Prof. Osinbajo also noted that the use of technology and improvement in nationwide policing would help Nigeria address its security challenges.

The Vice President highlighted: “The insecurity problems we are experiencing, the rise of terrorism in several parts of this large country and access to modern weaponry by non-state actors tell us that we must be smarter in policing the country, using smart drones and surveillance equipment. The politicization of importation of arms tells us that we must manufacture our own arms.

“Already Proforce, led by Ade Ogundeyin, is manufacturing APCs and MRAPS in their factory in Ode Remo and exporting. So, are Imperium, and the government owned DICON (Defence Industries Corporation of Nigeria) producing different types of munitions. The future is smart weapons benefiting from A.I. and machine learning.”

Osinbajo commended the vision of the University’s founders and management in driving the academic excellence for which the Obafemi Awolowo University is known, an institution which has produced great thinkers and leaders throughout its history.

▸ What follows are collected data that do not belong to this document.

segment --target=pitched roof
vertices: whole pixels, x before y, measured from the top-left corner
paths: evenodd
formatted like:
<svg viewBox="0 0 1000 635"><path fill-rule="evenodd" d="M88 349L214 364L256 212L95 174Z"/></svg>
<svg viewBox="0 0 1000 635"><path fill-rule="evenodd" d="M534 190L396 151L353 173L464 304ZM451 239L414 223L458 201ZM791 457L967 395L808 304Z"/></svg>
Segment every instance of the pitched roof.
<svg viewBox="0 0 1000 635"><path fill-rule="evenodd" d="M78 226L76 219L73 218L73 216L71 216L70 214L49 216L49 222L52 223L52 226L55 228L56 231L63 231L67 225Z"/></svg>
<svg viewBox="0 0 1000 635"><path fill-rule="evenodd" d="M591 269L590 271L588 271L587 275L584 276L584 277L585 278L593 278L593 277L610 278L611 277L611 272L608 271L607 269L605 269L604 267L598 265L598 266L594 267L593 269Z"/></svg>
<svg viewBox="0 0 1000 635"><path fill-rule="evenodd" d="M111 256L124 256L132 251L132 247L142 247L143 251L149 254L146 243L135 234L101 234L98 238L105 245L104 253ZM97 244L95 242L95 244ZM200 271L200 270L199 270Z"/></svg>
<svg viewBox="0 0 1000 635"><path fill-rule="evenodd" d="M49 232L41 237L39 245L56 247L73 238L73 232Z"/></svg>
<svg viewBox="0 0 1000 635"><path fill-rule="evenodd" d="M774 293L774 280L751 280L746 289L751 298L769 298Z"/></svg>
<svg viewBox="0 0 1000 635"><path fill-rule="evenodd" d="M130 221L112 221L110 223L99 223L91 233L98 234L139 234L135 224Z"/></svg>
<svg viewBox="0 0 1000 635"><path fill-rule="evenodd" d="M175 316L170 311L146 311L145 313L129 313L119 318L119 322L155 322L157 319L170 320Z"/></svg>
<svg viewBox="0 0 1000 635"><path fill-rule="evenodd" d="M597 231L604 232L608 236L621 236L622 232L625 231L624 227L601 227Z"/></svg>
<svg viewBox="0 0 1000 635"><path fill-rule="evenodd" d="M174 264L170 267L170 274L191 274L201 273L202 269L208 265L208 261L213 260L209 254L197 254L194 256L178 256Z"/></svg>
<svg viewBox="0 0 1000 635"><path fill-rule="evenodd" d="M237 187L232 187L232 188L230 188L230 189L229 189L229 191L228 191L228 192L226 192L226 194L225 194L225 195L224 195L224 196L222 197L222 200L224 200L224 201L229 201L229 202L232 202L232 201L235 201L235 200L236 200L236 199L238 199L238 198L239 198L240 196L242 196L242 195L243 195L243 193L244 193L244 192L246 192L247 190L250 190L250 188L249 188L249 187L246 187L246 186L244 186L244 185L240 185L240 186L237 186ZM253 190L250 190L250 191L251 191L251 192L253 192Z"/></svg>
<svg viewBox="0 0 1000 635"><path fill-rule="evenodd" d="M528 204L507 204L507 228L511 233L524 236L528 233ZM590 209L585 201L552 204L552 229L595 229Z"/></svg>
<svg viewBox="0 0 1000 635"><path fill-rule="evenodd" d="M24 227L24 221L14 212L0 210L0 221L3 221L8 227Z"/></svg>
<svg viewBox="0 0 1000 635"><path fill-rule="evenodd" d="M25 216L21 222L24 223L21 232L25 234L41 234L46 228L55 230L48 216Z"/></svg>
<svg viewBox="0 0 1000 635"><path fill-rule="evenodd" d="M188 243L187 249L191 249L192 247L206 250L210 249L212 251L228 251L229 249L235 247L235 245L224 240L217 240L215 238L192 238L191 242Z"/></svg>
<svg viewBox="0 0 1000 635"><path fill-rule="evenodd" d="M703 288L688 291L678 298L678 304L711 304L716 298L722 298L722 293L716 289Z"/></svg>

Citing the late sage, Chief Obafemi Awolowo, for whom the university was renamed, the VP recalled that “Chief Awolowo, for many years Chancellor of the University, gave some of the most memorable and consequential lectures on the political economy of Nigeria; and addressed some of its most crucial problems, including the imperative of democracy, national economic development, ideology of governance and national census figures.”

The VP stated that OAU was very much ahead of its time when it named its medical faculty, the Faculty of Health Sciences, and its engineering faculty, the Faculty of Technology.